Spontaneous reductions to the absurd of formal Logic.

This is not the occasion to go on expounding in its other particulars this construction, of which we have given an example, for it is very well known: nor to attach importance to criticizing it, since' its foundations themselves have already been shown to be false and its hybrid genesis explained. Verbal Logic, which vaunts itself as rational, carries its own caricature in itself, namely the creation of Sophisms; because, since it seeks the force of thought in words, it cannot prevent sophistical ability from making use, in its turn, of words, in order capriciously to create thoughts and forms of thought. Thus verbal Logic, in order to combat sophisms, is constrained hastily and eagerly to abandon simple verbal connections, and to take refuge in concepts and connections of concepts thought in words; that is to say, neither more nor less than to negate the formalist point of view. And with analogous self-irony it renounces that point of view and dissolves itself, when it tries to refute the fourth figure of the syllogism, or to reduce the second, third and fourth to the first, as the only real figure, and then the first to a connection of three concepts; not to mention the permanent self-irony and patent demonstration of falsity involved in the logical deduction of the figures of the syllogism which it makes from a series of moods, recognized as not conclusive.

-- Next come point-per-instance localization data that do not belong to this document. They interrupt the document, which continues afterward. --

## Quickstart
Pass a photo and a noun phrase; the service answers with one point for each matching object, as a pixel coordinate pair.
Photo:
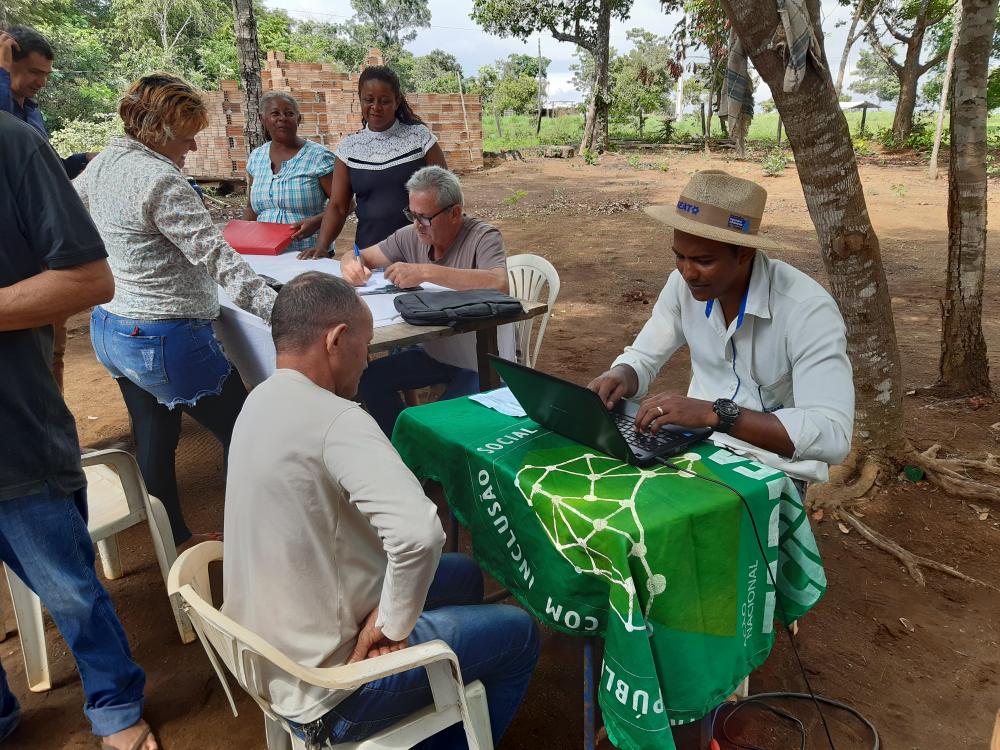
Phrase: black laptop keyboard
(641, 440)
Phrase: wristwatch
(728, 412)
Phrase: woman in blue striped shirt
(289, 177)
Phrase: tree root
(912, 562)
(847, 483)
(950, 474)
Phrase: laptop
(578, 413)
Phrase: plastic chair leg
(479, 713)
(166, 554)
(277, 737)
(28, 612)
(111, 561)
(588, 694)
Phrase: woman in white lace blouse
(168, 258)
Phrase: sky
(453, 31)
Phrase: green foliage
(393, 22)
(774, 163)
(921, 137)
(566, 20)
(863, 146)
(77, 136)
(874, 77)
(641, 79)
(436, 72)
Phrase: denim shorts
(177, 360)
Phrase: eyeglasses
(424, 221)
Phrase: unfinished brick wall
(330, 110)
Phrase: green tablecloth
(662, 565)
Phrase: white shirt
(786, 353)
(323, 523)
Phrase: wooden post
(248, 51)
(945, 86)
(538, 97)
(465, 116)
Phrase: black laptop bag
(451, 308)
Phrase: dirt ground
(930, 685)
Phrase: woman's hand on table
(406, 275)
(354, 272)
(307, 227)
(313, 253)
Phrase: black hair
(30, 41)
(308, 305)
(386, 74)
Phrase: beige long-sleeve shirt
(323, 523)
(786, 354)
(166, 253)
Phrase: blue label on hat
(739, 223)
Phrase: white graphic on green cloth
(576, 518)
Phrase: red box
(258, 237)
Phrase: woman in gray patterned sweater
(168, 259)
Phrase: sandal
(140, 740)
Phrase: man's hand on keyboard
(664, 408)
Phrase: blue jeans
(495, 643)
(178, 361)
(44, 540)
(405, 369)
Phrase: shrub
(77, 136)
(774, 163)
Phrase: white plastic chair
(528, 275)
(116, 500)
(244, 653)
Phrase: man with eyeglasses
(441, 246)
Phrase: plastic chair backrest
(116, 499)
(528, 276)
(246, 655)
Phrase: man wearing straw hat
(769, 367)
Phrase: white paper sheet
(501, 400)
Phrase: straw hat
(717, 206)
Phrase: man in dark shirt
(25, 65)
(53, 264)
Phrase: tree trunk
(848, 43)
(964, 366)
(248, 50)
(595, 132)
(821, 141)
(945, 87)
(909, 77)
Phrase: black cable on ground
(763, 555)
(759, 700)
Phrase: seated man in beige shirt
(441, 246)
(333, 552)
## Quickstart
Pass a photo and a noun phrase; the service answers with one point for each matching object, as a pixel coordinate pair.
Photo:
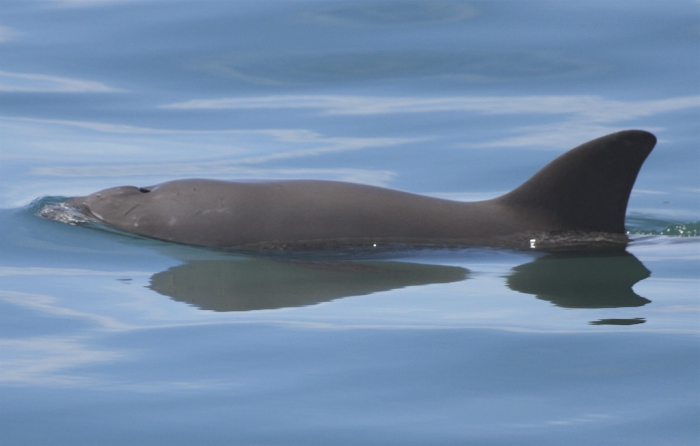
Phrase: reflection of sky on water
(93, 97)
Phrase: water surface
(112, 339)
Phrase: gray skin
(585, 191)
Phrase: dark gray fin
(587, 188)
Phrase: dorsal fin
(588, 187)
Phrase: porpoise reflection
(262, 284)
(569, 280)
(584, 280)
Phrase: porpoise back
(585, 191)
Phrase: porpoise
(579, 198)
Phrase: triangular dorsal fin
(588, 187)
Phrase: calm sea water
(111, 339)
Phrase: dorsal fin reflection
(569, 280)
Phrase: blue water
(112, 339)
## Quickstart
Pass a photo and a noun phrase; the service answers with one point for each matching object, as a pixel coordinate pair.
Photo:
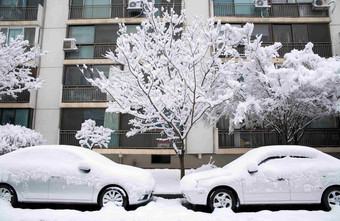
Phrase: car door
(67, 182)
(269, 185)
(307, 180)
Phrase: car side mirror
(252, 167)
(84, 167)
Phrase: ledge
(273, 20)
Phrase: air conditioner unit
(70, 44)
(321, 4)
(135, 5)
(261, 4)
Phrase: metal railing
(251, 139)
(82, 94)
(23, 97)
(89, 51)
(323, 49)
(276, 10)
(112, 11)
(9, 13)
(120, 140)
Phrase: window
(73, 75)
(16, 117)
(264, 30)
(93, 41)
(160, 159)
(71, 119)
(29, 34)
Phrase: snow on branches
(16, 63)
(91, 135)
(13, 137)
(288, 99)
(172, 77)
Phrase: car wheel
(8, 194)
(331, 198)
(222, 198)
(114, 195)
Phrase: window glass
(264, 30)
(21, 117)
(300, 33)
(319, 32)
(83, 34)
(8, 116)
(29, 34)
(282, 33)
(13, 33)
(73, 76)
(71, 119)
(131, 28)
(106, 33)
(95, 114)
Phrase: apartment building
(67, 99)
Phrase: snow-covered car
(268, 175)
(70, 174)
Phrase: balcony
(23, 97)
(323, 49)
(93, 51)
(251, 139)
(82, 94)
(8, 13)
(276, 10)
(119, 140)
(111, 11)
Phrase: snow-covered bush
(173, 76)
(13, 137)
(91, 135)
(16, 63)
(305, 88)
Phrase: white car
(268, 175)
(70, 174)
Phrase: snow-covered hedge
(13, 137)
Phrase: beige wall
(47, 109)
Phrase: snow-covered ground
(159, 209)
(167, 182)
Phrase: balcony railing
(83, 94)
(120, 140)
(8, 13)
(23, 97)
(323, 49)
(276, 10)
(250, 139)
(91, 51)
(111, 11)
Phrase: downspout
(41, 36)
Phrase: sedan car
(268, 175)
(70, 174)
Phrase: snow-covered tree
(91, 135)
(13, 137)
(287, 100)
(174, 75)
(16, 63)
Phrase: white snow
(160, 209)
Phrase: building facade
(66, 99)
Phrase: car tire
(114, 195)
(8, 194)
(222, 198)
(331, 198)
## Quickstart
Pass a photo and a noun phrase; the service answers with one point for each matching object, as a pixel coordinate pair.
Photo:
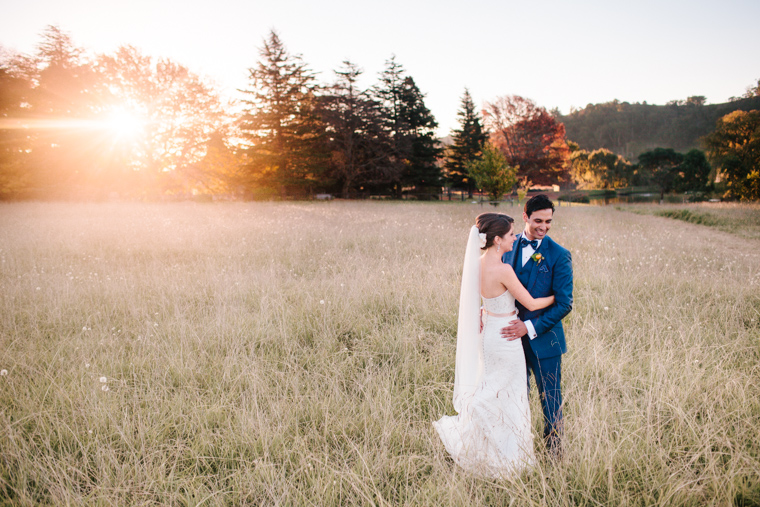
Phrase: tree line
(126, 124)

Mathematical Logic or Logistic.

Formalist Logic has been the object of many violent attacks from the Renaissance onwards; but it cannot be said that it has been struck in its essential part, because up to the present, the principle itself, or the incoherence from which it springs, has not been attacked. Several attempts at reform have followed and still follow; they have all of them the same defect, which is the wish to reform formal Logic without issuing from its circle, and without refuting its tacit presumption— the pretension of obtaining thought in words, concepts in propositions. The most considerable attempt of the kind that has been made, which has many zealous followers in our day, is mathematical Logic, also called calculatory, algebraical, algorhythmic, symbolic, a new analytic, or a Logical calculus or Logistic.